The publication of this comprehensive data by the refinery management serves to dispel persistent industry rumors regarding its operational pricing structure.
Critics had suggested that the company was fluctuating its wholesale prices in tandem with volatile daily spot market rates.
However, the refinery clarified that its crude supply is systematically locked down weeks or even months in advance under long-term commercial contracts tied to monthly average benchmarks.
This long-term framework protects the plant’s production margins from sudden international market spikes while ensuring a predictable supply chain.
A granular breakdown of the refinery’s logistics logs shows that the facility took delivery of 40.40 million barrels of crude oil over the two months. Of this total, Nigerian fields contributed 31.43 million barrels, leaving the remaining 8.97 million barrels to be filled by international producers.
In May, the plant received 21.47 million barrels, with local grades comprising 16.74 million barrels. June saw a slight adjustment with 18.93 million barrels delivered, of which local producers held the line at 14.69 million barrels.

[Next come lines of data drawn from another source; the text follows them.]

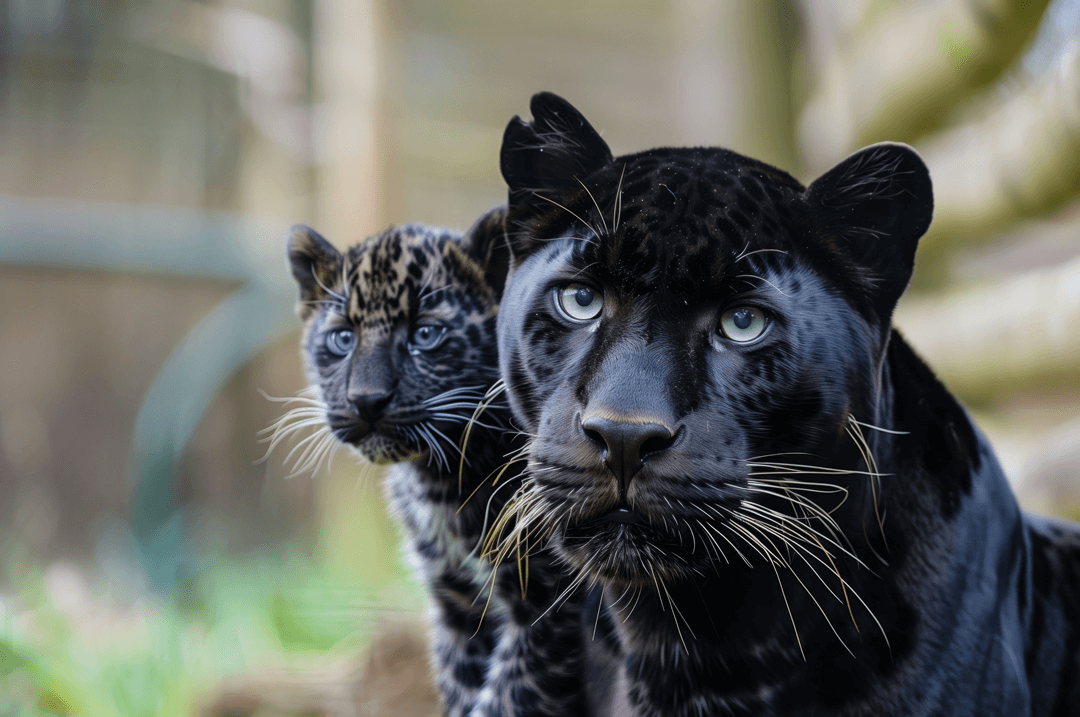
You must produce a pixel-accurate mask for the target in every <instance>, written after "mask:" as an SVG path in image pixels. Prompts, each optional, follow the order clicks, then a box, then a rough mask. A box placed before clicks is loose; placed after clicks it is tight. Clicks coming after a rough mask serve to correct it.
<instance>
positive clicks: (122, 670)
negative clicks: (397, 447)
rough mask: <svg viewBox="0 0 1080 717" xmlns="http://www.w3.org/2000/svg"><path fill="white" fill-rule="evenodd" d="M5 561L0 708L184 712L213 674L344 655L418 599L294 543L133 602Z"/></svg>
mask: <svg viewBox="0 0 1080 717" xmlns="http://www.w3.org/2000/svg"><path fill="white" fill-rule="evenodd" d="M367 532H368V535H363V532H361V533H357V538H356V540H357V543H362V542H363V541H364V540H366V539H369V538H373V535H370V533H372V532H373V531H367ZM375 539H376V540H378V538H375ZM356 549H357V550H356V555H363V554H364V551H363V550H361V545H360V544H357V545H356ZM17 554H19V551H17V550H14V549H12V550H10V551H9V552H8V555H10V556H14V555H17ZM370 555H374V554H370ZM19 563H21V562H19V560H17V559H12V560H10V563H9V565H8V566H5V568H6V569H5V570H4V572H5V573H6V574H8V576H9V579H10V580H9V581H8V582H10V584H11V586H12V587H13V589H14V591H15V593H16V595H17V597H8V596H4V597H3V598H0V714H4V715H8V714H12V715H27V716H29V715H33V716H39V715H40V716H44V715H51V714H55V715H83V716H87V717H89V716H93V717H113V716H116V717H154V716H162V717H166V716H170V715H176V716H180V715H191V714H193V713H194V712H195V709H197V707H198V706H199V705H204V704H205V703H206V702H207V701H208V700H210V699H211V698H212V696H213V694H212V692H213V686H214V685H216V684H218V682H220V681H221V680H222V679H224V678H225V677H226V676H229V675H237V674H240V673H243V672H244V671H248V669H253V668H267V667H280V666H283V665H284V666H289V667H292V668H295V669H299V671H303V669H307V668H312V667H314V666H319V665H322V664H325V663H326V661H327V660H330V661H333V660H335V659H336V660H340V661H349V660H351V659H352V658H354V655H356V654H360V653H363V652H364V650H365V649H366V647H367V642H368V640H369V638H370V636H372V628H373V626H374V625H375V624H376V623H377V622H378V621H379V620H380V615H383V614H386V613H387V612H388V611H390V612H395V613H399V614H401V615H402V617H405V615H411V619H413V620H417V619H419V618H418V615H419V612H420V610H421V608H422V598H421V596H420V594H419V592H418V590H417V587H416V585H415V584H414V583H413V582H411V581H409V580H408V579H407V577H406V576H405V574H404V571H403V570H401V569H399V570H394V571H389V572H388V570H387V569H386V565H387V560H386V559H384V558H383V557H379V558H377V559H374V560H373V559H370V558H369V559H366V560H365V559H360V560H359V563H360V564H361V567H360V570H359V573H362V574H366V576H369V578H370V579H369V580H367V581H365V582H357V581H355V580H348V579H342V578H341V576H340V574H338V573H336V572H333V571H329V570H327V569H326V568H325V567H324V566H321V565H320V564H319V562H318V560H313V559H311V558H309V557H305V556H303V555H302V553H300V552H298V551H296V550H287V549H286V550H285V551H274V552H272V553H267V554H254V555H247V556H244V557H224V556H222V555H221V554H220V553H217V554H215V557H213V558H211V559H210V560H208V562H207V564H206V565H205V566H204V567H203V568H202V569H201V570H199V571H198V573H195V574H194V576H193V577H192V578H191V580H190V581H189V582H188V583H187V584H186V585H185V586H184V587H183V589H181V590H179V591H176V592H175V593H174V594H173V595H172V596H168V597H165V596H161V595H153V594H146V595H141V596H139V597H137V598H134V599H133V598H132V596H117V595H110V594H108V591H107V590H106V591H102V592H95V591H94V590H93V589H91V587H90V586H89V585H86V584H83V583H82V582H80V581H81V580H82V579H81V577H80V576H81V573H80V572H79V571H78V570H77V569H76V568H73V567H72V566H68V565H53V566H51V567H50V568H49V569H48V570H43V569H41V568H40V567H39V566H36V565H33V564H32V563H26V562H22V565H18V564H19ZM125 598H126V599H125Z"/></svg>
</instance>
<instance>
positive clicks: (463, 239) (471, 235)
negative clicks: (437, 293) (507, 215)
mask: <svg viewBox="0 0 1080 717" xmlns="http://www.w3.org/2000/svg"><path fill="white" fill-rule="evenodd" d="M505 221H507V207H505V206H497V207H495V208H494V209H491V211H490V212H488V213H487V214H485V215H484V216H482V217H481V218H480V219H477V220H476V221H475V222H473V226H472V227H470V229H469V231H467V232H465V235H464V236H463V238H462V239H461V248H462V251H463V252H464V253H465V254H467V255H468V256H469V257H470V258H471V259H472V260H473V261H474V262H476V265H478V266H480V267H481V269H482V270H483V272H484V281H485V283H486V284H487V285H488V286H489V287H490V288H491V290H492V292H494V293H495V297H496V299H501V298H502V289H503V287H504V286H505V285H507V272H508V271H509V270H510V246H509V245H508V243H507V227H505Z"/></svg>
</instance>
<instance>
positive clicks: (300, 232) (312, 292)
mask: <svg viewBox="0 0 1080 717" xmlns="http://www.w3.org/2000/svg"><path fill="white" fill-rule="evenodd" d="M285 251H286V253H287V254H288V263H289V268H291V269H292V270H293V278H294V279H296V283H298V284H299V285H300V302H299V303H297V305H296V313H297V315H298V316H299V317H300V319H307V317H308V316H309V315H311V313H312V312H313V311H314V303H313V302H315V301H322V300H324V299H327V298H329V296H330V292H332V290H334V288H335V287H336V286H337V285H338V284H340V282H341V267H342V266H343V262H345V260H343V259H342V257H341V254H340V253H339V252H338V251H337V249H336V248H334V245H333V244H330V243H329V242H327V241H326V240H325V239H323V238H322V236H321V235H320V234H319V232H316V231H315V230H314V229H312V228H311V227H305V226H303V225H297V226H295V227H293V228H292V229H291V230H289V232H288V242H287V243H286V244H285Z"/></svg>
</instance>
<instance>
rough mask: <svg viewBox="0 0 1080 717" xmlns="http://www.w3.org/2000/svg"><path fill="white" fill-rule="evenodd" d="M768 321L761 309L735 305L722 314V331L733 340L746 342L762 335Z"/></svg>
mask: <svg viewBox="0 0 1080 717" xmlns="http://www.w3.org/2000/svg"><path fill="white" fill-rule="evenodd" d="M768 323H769V322H768V320H767V319H766V317H765V312H762V311H761V310H760V309H755V308H754V307H735V308H734V309H728V310H727V311H725V312H724V314H723V315H721V316H720V333H721V334H724V336H726V337H727V338H729V339H731V340H732V341H738V342H740V343H745V342H747V341H753V340H754V339H756V338H757V337H759V336H761V334H764V333H765V328H766V326H768Z"/></svg>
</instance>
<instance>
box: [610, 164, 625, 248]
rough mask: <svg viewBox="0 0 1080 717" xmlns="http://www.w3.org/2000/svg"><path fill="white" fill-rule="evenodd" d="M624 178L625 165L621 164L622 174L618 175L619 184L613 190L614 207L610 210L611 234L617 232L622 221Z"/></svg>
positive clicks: (624, 174)
mask: <svg viewBox="0 0 1080 717" xmlns="http://www.w3.org/2000/svg"><path fill="white" fill-rule="evenodd" d="M625 176H626V163H625V162H623V164H622V172H620V173H619V184H618V185H617V186H616V188H615V206H613V207H612V209H611V226H612V229H611V233H616V232H618V231H619V221H620V220H621V219H622V179H623V177H625Z"/></svg>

The local supply network relied on iconic domestic crude streams, led primarily by Bonny Light at 5.90 million barrels, followed closely by Qua Iboe at 4.80 million barrels, Amenam at 4.00 million barrels, and Forcados at 3.89 million barrels.
To supplement domestic streams and balance its refining formula, the management imported various international grades, which constituted 22 percent of its feed.
Libya emerged as the primary foreign partner, exporting 2.10 million barrels of its premium El Sharara grade.
Other foreign contributions included international trading blends like CJ Blend and EA Blend, alongside Guyana’s Payara crude, Angola’s Cabinda grade, and Ghana’s Jubilee crude. This strategic diversification allows the refinery to maximize yield efficiencies across its cutting-edge processing units.
Beyond the logistical shift, the data highlights a substantial financial relief for the refinery due to a plunge in global energy prices.
In May, the refinery purchased some premium domestic cargoes at steep premium rates, shelling out up to $134.37 per barrel for Qua Iboe crude, bringing the month’s total acquisition bill to $2.68 billion.
However, by June, international oil markets retreated significantly due to easing geopolitical friction and slowing global demand.

This drop allowed Dangote to buy the bulk of its June feedstock at a much cheaper range of $90 to $97 per barrel, shrinking total monthly crude expenditure down to $1.80 billion.
Energy experts believe that this combination of a dominant local supply loop and a drop in crude prices will heavily benefit Nigerian consumers at the pumps.
By cutting down the expensive freight, maritime insurance, and complex logistics costs associated with moving oil across continents, the refinery gains significant financial room to lower its ex-depot fuel prices.
As the mega-refinery continues to scale up its fuel production, maintaining these strong domestic pipelines will remain vital to keeping transportation costs low and cementing Nigeria’s position as the primary refining hub for the entire African continent.